Lausanne – Forschende der Eidgenössischen Technischen Hochschule in Lausanne (École polytechnique fédérale de Lausanne – EPFL) haben einen neuen Ansatz gegen die Duchenne-Muskeldystrophie getestet: Eine hohe Dosis des Vitamins Nikotinamid-Ribosid zeigte im Tierversuch erste vielversprechende Resultate gegen den fortschreitenden Muskelabbau.

Die Duchenne-Muskeldystrophie ist die häufigste muskuläre Erbkrankheit und betrifft eines von 3.500 Kindern. Wegen eines Gendefekts fehlt den Betroffenen ein Protein namens Dystrophin, das für die korrekte Funktion von Muskelzellen wichtig ist. Ohne entsteht eine Entzündungsreaktion, die die Muskeln nach und nach zerstört. Die Folge sind fortschreitende Lähmungen und bei den meisten Patienten Tod durch Herz- oder Lungenversagen.

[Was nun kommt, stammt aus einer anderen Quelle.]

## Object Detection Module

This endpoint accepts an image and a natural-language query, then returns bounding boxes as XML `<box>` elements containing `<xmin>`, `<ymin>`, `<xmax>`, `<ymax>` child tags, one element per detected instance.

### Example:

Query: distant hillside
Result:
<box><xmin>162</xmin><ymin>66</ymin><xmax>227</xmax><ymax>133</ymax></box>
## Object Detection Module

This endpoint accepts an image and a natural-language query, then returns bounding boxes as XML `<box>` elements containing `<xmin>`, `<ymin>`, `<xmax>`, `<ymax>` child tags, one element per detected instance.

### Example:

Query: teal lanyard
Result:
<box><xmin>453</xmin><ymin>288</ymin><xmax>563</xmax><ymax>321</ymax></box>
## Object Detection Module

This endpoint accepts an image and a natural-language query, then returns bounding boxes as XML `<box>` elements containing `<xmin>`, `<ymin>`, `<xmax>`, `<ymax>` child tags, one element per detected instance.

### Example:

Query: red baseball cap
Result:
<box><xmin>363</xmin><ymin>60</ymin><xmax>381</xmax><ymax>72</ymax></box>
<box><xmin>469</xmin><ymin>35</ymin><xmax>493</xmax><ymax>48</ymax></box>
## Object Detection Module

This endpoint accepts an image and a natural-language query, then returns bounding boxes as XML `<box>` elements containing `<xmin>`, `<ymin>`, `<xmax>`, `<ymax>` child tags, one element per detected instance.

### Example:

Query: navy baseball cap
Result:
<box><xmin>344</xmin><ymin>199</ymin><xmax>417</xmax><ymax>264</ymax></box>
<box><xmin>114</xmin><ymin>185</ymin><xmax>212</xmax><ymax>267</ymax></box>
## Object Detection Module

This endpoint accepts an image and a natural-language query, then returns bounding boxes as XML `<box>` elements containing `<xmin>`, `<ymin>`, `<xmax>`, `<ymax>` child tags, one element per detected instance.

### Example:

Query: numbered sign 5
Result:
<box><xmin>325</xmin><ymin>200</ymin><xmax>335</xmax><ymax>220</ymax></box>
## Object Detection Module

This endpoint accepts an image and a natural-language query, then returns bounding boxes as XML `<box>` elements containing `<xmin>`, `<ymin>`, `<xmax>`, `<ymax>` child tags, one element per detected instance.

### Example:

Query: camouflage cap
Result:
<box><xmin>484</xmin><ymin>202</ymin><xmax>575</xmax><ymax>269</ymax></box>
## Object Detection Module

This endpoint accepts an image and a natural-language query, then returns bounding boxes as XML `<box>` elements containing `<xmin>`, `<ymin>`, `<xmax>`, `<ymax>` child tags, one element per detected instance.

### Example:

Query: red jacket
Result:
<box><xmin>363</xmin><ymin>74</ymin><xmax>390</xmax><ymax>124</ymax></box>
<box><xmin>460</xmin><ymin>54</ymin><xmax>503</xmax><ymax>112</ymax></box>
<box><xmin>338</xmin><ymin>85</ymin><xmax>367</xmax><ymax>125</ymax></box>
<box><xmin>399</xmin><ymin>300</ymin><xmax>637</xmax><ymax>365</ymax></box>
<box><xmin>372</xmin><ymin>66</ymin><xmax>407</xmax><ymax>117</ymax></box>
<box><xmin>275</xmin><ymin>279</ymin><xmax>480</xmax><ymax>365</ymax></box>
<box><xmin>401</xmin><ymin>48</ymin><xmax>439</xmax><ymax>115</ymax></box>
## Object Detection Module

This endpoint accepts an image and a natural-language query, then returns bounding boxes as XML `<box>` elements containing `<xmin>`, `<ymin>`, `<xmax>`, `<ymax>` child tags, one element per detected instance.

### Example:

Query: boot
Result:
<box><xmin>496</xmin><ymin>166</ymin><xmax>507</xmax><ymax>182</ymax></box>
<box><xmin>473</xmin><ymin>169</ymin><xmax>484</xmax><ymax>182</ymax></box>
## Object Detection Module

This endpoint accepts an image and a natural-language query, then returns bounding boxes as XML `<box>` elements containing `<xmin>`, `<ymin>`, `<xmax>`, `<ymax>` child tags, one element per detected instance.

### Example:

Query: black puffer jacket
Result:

Zerstörung der Muskelzellen

Weltweit suchen Wissenschafter nach Möglichkeiten, den Gendefekt zu beheben oder ihm entgegenzuwirken. Das Forscherteam um Johan Auwerx wählte einen anderen Ansatz: mit dem Vitamin namens Nikotinamid-Ribosid konnte das Fortschreiten der Krankheit in Versuchstieren gebremst werden.

Die Entzündungsreaktion in den Muskelzellen führt dazu, dass den Kraftwerken der Zelle – den Mitochondrien – der "Treibstoff" ausgeht. Das verschlimmere die Entzündung zusätzlich und damit die fortschreitende Zerstörung der Muskelzellen.

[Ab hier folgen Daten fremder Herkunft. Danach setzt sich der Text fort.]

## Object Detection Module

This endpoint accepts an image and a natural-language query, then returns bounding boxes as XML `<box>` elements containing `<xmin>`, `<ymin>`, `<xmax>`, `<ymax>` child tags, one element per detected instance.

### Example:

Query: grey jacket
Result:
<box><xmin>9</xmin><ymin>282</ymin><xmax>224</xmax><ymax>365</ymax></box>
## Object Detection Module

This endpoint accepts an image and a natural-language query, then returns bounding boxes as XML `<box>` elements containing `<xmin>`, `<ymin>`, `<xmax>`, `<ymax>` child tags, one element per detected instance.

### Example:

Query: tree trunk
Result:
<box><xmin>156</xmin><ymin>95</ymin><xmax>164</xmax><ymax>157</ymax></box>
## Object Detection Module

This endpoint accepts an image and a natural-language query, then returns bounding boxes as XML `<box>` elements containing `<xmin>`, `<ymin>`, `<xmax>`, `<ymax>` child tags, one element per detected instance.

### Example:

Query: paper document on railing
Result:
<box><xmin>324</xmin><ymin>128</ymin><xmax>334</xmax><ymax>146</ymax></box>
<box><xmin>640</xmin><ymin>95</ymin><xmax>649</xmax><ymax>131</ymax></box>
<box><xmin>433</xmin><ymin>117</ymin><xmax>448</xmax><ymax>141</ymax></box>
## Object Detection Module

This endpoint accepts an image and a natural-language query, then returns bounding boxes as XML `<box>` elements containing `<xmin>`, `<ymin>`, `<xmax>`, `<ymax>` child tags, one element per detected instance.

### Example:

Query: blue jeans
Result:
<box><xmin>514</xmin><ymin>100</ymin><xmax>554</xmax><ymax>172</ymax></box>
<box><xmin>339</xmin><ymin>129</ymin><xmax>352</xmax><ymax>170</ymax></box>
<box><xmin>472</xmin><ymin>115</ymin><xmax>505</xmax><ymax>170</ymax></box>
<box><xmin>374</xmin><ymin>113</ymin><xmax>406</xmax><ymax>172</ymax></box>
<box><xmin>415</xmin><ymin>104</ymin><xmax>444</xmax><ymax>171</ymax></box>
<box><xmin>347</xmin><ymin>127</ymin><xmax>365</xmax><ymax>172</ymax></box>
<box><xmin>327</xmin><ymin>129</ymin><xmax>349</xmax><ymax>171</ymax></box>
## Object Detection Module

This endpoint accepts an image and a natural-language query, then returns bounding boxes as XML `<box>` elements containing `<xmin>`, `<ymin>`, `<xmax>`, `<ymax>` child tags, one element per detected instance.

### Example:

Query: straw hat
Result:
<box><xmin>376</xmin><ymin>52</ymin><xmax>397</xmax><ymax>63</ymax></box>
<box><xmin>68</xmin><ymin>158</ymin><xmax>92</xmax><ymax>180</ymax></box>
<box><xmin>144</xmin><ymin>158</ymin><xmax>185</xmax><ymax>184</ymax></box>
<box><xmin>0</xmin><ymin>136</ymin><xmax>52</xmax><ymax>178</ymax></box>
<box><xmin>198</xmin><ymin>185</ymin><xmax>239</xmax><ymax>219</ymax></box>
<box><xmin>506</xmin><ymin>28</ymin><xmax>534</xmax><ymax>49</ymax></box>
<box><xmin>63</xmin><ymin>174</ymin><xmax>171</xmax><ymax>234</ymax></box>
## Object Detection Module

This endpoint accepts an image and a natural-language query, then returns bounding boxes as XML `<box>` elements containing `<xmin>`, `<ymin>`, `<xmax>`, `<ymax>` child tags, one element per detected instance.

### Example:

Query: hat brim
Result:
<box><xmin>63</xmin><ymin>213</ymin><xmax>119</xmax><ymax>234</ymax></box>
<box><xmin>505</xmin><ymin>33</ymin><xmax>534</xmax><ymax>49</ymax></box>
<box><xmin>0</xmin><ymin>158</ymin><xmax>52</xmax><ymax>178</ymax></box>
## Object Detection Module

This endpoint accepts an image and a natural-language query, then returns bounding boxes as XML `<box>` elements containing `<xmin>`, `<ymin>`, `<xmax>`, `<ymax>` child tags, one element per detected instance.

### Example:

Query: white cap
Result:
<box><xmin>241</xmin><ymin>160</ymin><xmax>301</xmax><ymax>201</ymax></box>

Das Vitamin Nikotinamid-Ribosid kann von den Zellen aber zu genau dem fehlenden Treibstoff für die Mitochondrien umgewandelt werden. In früheren Studien hatten Auwerx und sein Team bereits festgestellt, dass das Vitamin dem Altern von Muskeln bei Versuchstieren entgegenwirkt – ein Prozess, der ebenfalls mit dem Versagen der Mitochondrien zusammenhängt. Deshalb wollten sie den Effekt auf das Fortschreiten der Muskelkrankheit prüfen.

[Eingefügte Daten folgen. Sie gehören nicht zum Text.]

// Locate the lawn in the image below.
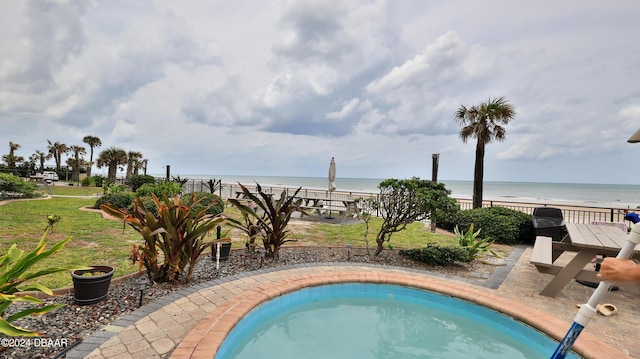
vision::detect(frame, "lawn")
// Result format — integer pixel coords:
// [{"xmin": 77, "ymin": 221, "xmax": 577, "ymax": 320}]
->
[{"xmin": 0, "ymin": 186, "xmax": 455, "ymax": 288}]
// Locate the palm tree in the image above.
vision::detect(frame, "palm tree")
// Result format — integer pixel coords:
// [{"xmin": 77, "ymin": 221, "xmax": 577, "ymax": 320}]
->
[
  {"xmin": 454, "ymin": 97, "xmax": 516, "ymax": 208},
  {"xmin": 96, "ymin": 147, "xmax": 127, "ymax": 183},
  {"xmin": 133, "ymin": 158, "xmax": 149, "ymax": 175},
  {"xmin": 47, "ymin": 140, "xmax": 69, "ymax": 171},
  {"xmin": 31, "ymin": 150, "xmax": 50, "ymax": 173},
  {"xmin": 67, "ymin": 146, "xmax": 87, "ymax": 182},
  {"xmin": 2, "ymin": 141, "xmax": 24, "ymax": 170},
  {"xmin": 82, "ymin": 135, "xmax": 102, "ymax": 177},
  {"xmin": 125, "ymin": 151, "xmax": 142, "ymax": 181}
]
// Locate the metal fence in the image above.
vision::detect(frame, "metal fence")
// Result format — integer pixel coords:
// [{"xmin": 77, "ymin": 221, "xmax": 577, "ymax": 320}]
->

Entzündungsprozesse reduzieren

Dazu verwendeten sie Fadenwürmer und Mäuse, die den entsprechenden Gendefekt aufweisen, so dass sie ähnliche Symptome wie Duchenne-Muskeldystrophie-Patienten entwickeln. Mit einer hohen Dosis Nikotinamid-Ribosid behandelte Fadenwürmer zeigten gar keine Krankheitssymptome, bei den Mäusen war die Entzündungsreaktion deutlich gedämpft, berichten die Forscher im Fachblatt "Science Translational Medicine".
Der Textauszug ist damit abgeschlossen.